We note that in this realization, \(X^{01}(t)\) (blue) goes to zero first (at time \(t=508\)). At this time D(508) and I(508) are still different from zero therefore we see that \(X^{01}(t)\) becomes positive again after this time (e.g., at time \(t=510\)). However, at time \(t=534\) when both \(X^{01}(534)\) and \(X^{11}(534)\) (cyan) are equal to zero (then \(D(534) = I(534) = 0\)) therefore they both remain zero and never become positive again. Now, only \(X^{00}(t)\) (red) and \(X^{10}(t)\) (green) are positive and varying. At time \(t=2447\), \(X^{00}(2447) = 0\) and \(X^{10}(2447) = 1\) the process stops with the fixation of gamete \(A^1B^0\) (see Fig. 3).

Fig. 3
figure 3

A realization of \(X^{00}(t), X^{01}(t), X^{10}(t), X^{11}(t), D(t), I(t)\) in the two-locus two-allele case with \(r = 0.3\), \(X^{00}(0) = X^{01}(0)=X^{10}(0)=X^{11}(0) =0.25\), h=0.001, T=3000. The stochastic process X(t) first touches the boundary \(X^{01}=0\) but goes back inside the Wright manifold (see Fig. 2).
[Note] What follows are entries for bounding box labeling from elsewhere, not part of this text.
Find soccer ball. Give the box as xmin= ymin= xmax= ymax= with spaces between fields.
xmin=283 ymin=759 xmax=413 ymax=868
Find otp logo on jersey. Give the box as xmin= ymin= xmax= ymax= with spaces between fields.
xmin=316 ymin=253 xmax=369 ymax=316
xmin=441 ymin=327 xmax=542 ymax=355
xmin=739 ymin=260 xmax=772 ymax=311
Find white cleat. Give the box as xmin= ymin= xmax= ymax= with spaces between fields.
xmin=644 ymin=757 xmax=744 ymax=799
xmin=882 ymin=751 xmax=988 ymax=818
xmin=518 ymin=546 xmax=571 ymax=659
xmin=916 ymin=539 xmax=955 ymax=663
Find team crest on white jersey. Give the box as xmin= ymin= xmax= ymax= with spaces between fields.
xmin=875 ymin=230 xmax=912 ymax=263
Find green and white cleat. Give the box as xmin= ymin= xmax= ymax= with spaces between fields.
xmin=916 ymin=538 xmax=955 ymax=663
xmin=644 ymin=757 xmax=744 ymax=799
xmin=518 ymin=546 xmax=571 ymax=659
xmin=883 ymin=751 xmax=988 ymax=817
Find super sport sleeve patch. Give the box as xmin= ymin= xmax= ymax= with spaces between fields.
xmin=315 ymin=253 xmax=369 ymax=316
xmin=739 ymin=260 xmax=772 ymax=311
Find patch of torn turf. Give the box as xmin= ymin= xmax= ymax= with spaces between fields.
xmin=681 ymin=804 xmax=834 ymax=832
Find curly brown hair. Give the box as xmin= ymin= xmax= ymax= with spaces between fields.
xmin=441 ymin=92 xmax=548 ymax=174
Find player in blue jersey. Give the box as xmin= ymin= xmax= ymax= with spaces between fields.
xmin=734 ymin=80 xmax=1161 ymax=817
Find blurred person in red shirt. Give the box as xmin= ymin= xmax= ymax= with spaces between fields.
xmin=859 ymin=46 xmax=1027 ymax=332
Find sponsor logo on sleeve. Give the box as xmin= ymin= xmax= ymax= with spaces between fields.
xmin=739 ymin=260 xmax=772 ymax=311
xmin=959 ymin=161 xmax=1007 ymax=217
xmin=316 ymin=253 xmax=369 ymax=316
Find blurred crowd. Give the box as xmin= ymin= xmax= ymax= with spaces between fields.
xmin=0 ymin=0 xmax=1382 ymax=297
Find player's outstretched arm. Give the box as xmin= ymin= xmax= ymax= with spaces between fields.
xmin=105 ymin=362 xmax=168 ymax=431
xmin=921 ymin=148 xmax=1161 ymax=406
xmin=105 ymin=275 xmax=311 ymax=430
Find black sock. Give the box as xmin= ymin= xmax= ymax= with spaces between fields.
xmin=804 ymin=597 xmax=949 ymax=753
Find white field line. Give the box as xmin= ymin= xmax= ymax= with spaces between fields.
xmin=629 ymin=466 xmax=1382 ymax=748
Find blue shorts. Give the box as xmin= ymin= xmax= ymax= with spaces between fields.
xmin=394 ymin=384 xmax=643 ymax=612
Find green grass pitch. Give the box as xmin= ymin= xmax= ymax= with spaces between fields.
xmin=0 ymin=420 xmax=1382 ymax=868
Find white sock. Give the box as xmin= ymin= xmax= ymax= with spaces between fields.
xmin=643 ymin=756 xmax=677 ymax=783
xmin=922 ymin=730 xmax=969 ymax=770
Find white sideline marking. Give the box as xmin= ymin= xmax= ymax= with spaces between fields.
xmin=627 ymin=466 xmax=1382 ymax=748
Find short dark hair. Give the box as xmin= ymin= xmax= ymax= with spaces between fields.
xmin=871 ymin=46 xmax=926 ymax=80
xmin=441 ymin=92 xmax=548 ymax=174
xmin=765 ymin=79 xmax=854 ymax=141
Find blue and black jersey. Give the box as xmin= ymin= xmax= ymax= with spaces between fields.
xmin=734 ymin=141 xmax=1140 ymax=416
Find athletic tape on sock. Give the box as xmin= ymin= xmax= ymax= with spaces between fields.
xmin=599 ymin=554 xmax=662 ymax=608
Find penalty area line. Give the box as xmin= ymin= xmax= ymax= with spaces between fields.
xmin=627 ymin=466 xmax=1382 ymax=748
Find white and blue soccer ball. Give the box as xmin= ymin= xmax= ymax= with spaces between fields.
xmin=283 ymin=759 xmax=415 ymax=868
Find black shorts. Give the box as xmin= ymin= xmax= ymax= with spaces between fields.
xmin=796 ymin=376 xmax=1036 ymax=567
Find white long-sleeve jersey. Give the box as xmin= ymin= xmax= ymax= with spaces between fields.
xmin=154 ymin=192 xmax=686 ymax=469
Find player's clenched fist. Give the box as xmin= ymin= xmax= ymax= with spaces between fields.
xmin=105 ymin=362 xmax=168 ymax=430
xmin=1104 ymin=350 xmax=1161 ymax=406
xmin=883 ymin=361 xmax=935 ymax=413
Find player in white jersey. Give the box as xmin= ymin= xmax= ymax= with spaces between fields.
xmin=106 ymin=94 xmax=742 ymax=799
It then touches the boundary part \([A_0B_0,A_1B_0]\) of the Wright manifold at (0.339, 0, 0.661, 0) and runs inside this segment until it stops at the vertex \(A_1B_0\)

4.3 A final remark

As explained in Sect. 2.4, among all distributions with the same marginals, the product distributions, that is, the linkage equilibria, are those of highest entropy, see (2.29). As explained in the preceding sections, the random dynamics of population genetics lead towards states of linkage equilibrium. Thus, we here see a tendency to increase the entropy. On the other hand, random genetic drift tends to eliminate alleles until only one remains at each site, and this is a state of vanishing entropy. Hence random genetic drift decreases the entropy.